NVIDIA Mission Control Upgrade From 2.0 to 2.1#

Overview#

NVIDIA Mission Control (NMC) 2.1 has no changes to the Control-Plane architecture in version 2.0.

For GB200, it has an Admin Kubernetes Cluster (NMC Mgmt Nodes) and a User Kubernetes Cluster (User Mgmt Nodes). For B200, it has a single Kubernetes Cluster (NMC Mgmt Nodes). However, for both systems NMC 2.1 brings a new kubernetes versions (v1.33.0 and v1.34.0).

For this reason, there’s no clean upgrade path between those versions. In order to “upgrade” from 2.0 to 2.1, a simplified version of the steps would be:

  1. Back up necessary data and configuration files, if necessary.

  2. Reset the current cluster (i.e., remove the Admin Cluster and User Cluster)

  3. Finally, follow the NVIDIA Mission Control Software Installation Guide 2.1.

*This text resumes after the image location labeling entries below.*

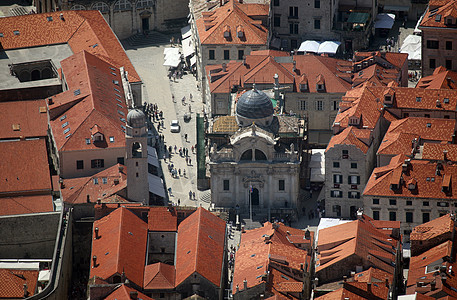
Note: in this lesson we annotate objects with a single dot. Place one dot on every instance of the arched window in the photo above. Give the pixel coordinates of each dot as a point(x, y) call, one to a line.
point(259, 155)
point(36, 75)
point(247, 155)
point(78, 7)
point(122, 5)
point(46, 73)
point(101, 6)
point(136, 150)
point(144, 3)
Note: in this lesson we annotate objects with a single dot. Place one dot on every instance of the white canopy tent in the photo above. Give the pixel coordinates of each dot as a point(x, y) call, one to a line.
point(329, 47)
point(384, 21)
point(412, 46)
point(309, 46)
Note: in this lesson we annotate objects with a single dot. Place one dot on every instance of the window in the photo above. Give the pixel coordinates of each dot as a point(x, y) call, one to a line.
point(353, 179)
point(392, 216)
point(433, 44)
point(409, 217)
point(226, 185)
point(376, 214)
point(97, 163)
point(425, 217)
point(212, 55)
point(240, 54)
point(282, 184)
point(122, 5)
point(336, 194)
point(277, 20)
point(293, 28)
point(293, 12)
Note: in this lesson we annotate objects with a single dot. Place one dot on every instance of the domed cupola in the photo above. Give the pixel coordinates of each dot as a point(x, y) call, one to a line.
point(254, 106)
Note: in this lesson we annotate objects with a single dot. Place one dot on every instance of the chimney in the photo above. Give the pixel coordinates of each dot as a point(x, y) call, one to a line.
point(94, 260)
point(133, 295)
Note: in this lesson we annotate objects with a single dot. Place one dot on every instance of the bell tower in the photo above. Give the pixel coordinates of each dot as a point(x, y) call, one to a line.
point(137, 157)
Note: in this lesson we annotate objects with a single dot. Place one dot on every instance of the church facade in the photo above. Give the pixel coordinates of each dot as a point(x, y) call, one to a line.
point(254, 162)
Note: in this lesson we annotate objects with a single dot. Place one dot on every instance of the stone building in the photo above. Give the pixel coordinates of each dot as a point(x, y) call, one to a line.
point(254, 163)
point(439, 42)
point(128, 17)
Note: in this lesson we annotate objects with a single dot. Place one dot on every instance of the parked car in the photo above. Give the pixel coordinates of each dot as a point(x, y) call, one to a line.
point(174, 126)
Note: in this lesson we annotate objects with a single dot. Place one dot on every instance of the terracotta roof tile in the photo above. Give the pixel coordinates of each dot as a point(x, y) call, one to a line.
point(26, 205)
point(121, 246)
point(211, 26)
point(30, 173)
point(159, 276)
point(23, 119)
point(102, 185)
point(12, 283)
point(200, 247)
point(162, 219)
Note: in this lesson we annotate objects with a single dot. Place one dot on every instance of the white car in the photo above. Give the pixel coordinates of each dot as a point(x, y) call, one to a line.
point(174, 126)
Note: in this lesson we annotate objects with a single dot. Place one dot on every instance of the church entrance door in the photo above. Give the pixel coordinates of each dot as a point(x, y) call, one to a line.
point(255, 197)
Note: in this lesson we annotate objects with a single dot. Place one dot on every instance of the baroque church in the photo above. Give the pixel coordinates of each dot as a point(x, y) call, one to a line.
point(254, 157)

Backing up necessary data and configuration files#

Before doing a destructive operation on the cluster ensure that you back up any important data and configuration files from your NVIDIA Mission Control cluster. Examples of information you might be interested in backing up are:

  • Prometheus data for the metrics

  • Any custom Grafana dashboards

  • Any custom AHR playbooks (GB200 only)

  • Any data that might be on kubernetes volumes (e.g., the local storage path on your BCM installation)

Additionally, you might want to confirm that you are not using any of the features that are deprecated in kubernetes v1.34.0. The list of features that are deprecated in v1.34.0 can be found in the kubernetes deprecated features documentation.

  1. Find Deprecated API Usage: Use kubectl to scan for deprecated resources, client warnings, or API usage:

$ kubectl get --raw="/metrics" | grep deprecated
# list of metrics to not be used
$ kubectl logs -n kube-system -l k8s-app=kube-apiserver | grep deprecated
# Must return nothing!
  1. Check for AppArmor Profiles:

$ kubectl get pods --all-namespaces -o yaml | grep apparmor
# Should return nothing
  1. Detect Deprecated Traffic Distribution:

$ kubectl get svc --all-namespaces -o yaml | grep PreferClose
# Should return nothing
  1. containerd version

$ kubectl get nodes -o jsonpath='{range .items[*]}{.metadata.name}{"\t"}{.status.nodeInfo.containerRuntimeVersion}{"\n"}{end}'
# Should not return v1.x.x

Resetting The Current Clusters#

When first creating a NMC cluster, during the Rack Bring-Up Guide you create BCM Node Categories and associate them with nodes. On BCM, categories ultimately translate to the host image/OS and configuration installed on a node.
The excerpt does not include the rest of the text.